Quelques récur­rences thé­ma­tiques semblent affleu­rer, le sexe, le corps per­for­mant, l’artifice, l’aveuglement du spec­tacle… La dimen­sion sati­rique vise-t-elle le faux géné­ra­li­sé qu’est deve­nu le monde moderne annon­cé par Debord ou bien la pau­vre­té de son lan­gage ? De quelle espèce de résis­tance, de refus même, la poé­sie est-elle l’impossible trace ?

— Sexe, corps, spec­tacle, etc : c’est ce dont la presse traite prin­ci­pa­le­ment, c’est son fond d’obsession et de com­merce. Et c’est au corps de ces ques­tions, ou de ces thèmes, que le clin­quant mode de sa langue cherche à don­ner une vêture « actuelle » : dési­rable et inter­pré­table dans les termes de la cir­cu­la­tion mar­chande des pro­duits immé­dia­te­ment consom­mables ou pro­po­sés comme objets de dési­rs plus ou moins acces­sibles (objets de dis­trac­tion, de culture, de pen­sée et de savoir y com­pris). On ne sau­rait dire que ces vêtures consti­tuent des « faux », des masques, des dégui­se­ments. Elles consti­tuent, comme tout effort de réajus­te­ment des repré­sen­ta­tions, un « moment du vrai » — et la pau­vre­té même de la langue qui crée ces parures et ces masques de paco­tille est une condi­tion de l’apparition de cette véri­té en tant qu’utile (sim­pli­fiée, homo­gé­néi­sée, lisible, consom­mable).
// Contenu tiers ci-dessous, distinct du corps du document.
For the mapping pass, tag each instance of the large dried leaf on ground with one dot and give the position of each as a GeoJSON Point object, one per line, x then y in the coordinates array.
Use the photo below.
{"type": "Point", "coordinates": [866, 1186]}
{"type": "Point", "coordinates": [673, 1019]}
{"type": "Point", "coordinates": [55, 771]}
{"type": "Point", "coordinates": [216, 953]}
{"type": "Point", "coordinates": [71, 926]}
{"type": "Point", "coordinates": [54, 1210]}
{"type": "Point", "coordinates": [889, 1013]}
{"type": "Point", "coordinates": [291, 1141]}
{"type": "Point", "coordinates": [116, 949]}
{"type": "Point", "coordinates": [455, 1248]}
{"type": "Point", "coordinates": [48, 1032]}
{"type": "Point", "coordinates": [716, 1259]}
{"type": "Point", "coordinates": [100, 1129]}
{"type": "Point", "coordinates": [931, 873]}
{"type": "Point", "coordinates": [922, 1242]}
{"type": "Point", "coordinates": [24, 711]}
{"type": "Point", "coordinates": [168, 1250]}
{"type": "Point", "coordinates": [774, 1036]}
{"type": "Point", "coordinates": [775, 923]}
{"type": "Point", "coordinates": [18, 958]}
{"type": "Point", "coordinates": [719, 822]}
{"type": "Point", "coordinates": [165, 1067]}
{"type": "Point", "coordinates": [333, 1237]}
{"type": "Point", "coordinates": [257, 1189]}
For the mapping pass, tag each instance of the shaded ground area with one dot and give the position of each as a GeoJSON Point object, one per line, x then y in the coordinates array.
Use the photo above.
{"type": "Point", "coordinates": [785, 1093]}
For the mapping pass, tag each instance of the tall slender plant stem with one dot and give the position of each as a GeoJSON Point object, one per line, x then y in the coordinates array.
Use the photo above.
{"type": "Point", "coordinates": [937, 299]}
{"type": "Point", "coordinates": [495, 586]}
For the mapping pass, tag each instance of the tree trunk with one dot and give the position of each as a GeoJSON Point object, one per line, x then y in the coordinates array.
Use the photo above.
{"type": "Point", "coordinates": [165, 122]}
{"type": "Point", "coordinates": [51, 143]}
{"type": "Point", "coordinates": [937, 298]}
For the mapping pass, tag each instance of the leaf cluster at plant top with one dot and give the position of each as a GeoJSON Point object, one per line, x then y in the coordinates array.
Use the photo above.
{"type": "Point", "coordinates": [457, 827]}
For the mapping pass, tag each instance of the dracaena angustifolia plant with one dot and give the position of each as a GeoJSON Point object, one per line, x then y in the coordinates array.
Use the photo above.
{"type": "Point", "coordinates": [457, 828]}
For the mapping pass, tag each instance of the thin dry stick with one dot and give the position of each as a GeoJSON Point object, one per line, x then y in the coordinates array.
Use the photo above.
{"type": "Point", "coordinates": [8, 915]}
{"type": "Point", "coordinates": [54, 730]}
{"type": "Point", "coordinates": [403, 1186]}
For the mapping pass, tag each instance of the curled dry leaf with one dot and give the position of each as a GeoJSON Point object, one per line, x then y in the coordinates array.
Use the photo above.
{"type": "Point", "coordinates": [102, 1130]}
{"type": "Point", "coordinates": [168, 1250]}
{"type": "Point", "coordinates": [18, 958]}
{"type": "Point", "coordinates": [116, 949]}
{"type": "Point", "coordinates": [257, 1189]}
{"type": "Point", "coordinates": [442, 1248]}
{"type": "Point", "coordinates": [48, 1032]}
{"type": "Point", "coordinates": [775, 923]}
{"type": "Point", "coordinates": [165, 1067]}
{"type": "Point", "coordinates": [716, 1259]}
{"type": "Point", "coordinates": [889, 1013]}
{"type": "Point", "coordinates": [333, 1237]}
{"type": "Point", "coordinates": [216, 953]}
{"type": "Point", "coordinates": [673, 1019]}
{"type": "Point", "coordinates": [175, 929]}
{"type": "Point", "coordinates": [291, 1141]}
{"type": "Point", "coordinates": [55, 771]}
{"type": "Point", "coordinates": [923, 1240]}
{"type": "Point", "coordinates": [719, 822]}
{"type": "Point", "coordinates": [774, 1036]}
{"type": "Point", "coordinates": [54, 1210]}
Ce pour­quoi ce n’est pas le « faux » ou le « men­songe », qu’il faut en l’occurrence com­battre, mais l’absolutisation du pro­vi­soi­re­ment et par­tiel­le­ment vrai en norme modé­li­sante exclu­sive et immuable (la mode, par exemple, dans tous les domaines où elle dicte sa loi, ne tient qu’à éri­ger sa loi, d’autant plus contin­gente que fugace, en impé­ra­tif trans­cen­dant face auquel fleu­rissent, éter­nel­le­ment cou­pables même si indif­fé­rents à la loi, le dépas­sé ou le « rin­gard »).  Ce com­bat n’en passe pas par la « dénon­cia­tion » (en poé­sie, en tout cas — même « sati­rique ») mais par une sorte de gros­sis­se­ment homéo­pa­thique des effets, qui essaie de rou­ler tout ces minus­cules abso­lus (normes morales, consen­sus cultu­rels, oukases des modes, cor­rec­tion poli­tique, etc) dans une farine de rela­ti­vi­tés bouf­fonnes.

 

On sait l’importance de la musique et de l’oralisation dans votre tra­vail. Faut-il lire à voix haute les poèmes de « La Vie moderne » ? Pensez-vous vous-même les faire entendre un jour ?

— Les poèmes de ce livre (comme ceux, un peu avant, de Météo des plages) sont plu­tôt faits, déli­bé­ré­ment, pour ne pas êtres « lisables » : pour qu’il soit impos­sible, en tout cas dif­fi­cile, de les lire à haute voix. Le choix du mètre impair, d’une pro­so­die com­plexe (qui ne coïn­cide que fort peu avec la syn­taxe), de mots décou­pés en tranches syl­la­biques, d’une par­ti­tion non mélo­dique (à la fois atone et caco­pho­nique), d’une mul­ti­pli­ca­tion des pistes simul­ta­nés de signi­fi­ca­tion — tout cela est des­ti­né à empê­cher ou en tout cas à rendre frus­trante et fina­le­ment sans objet l’oralisation de ces poèmes.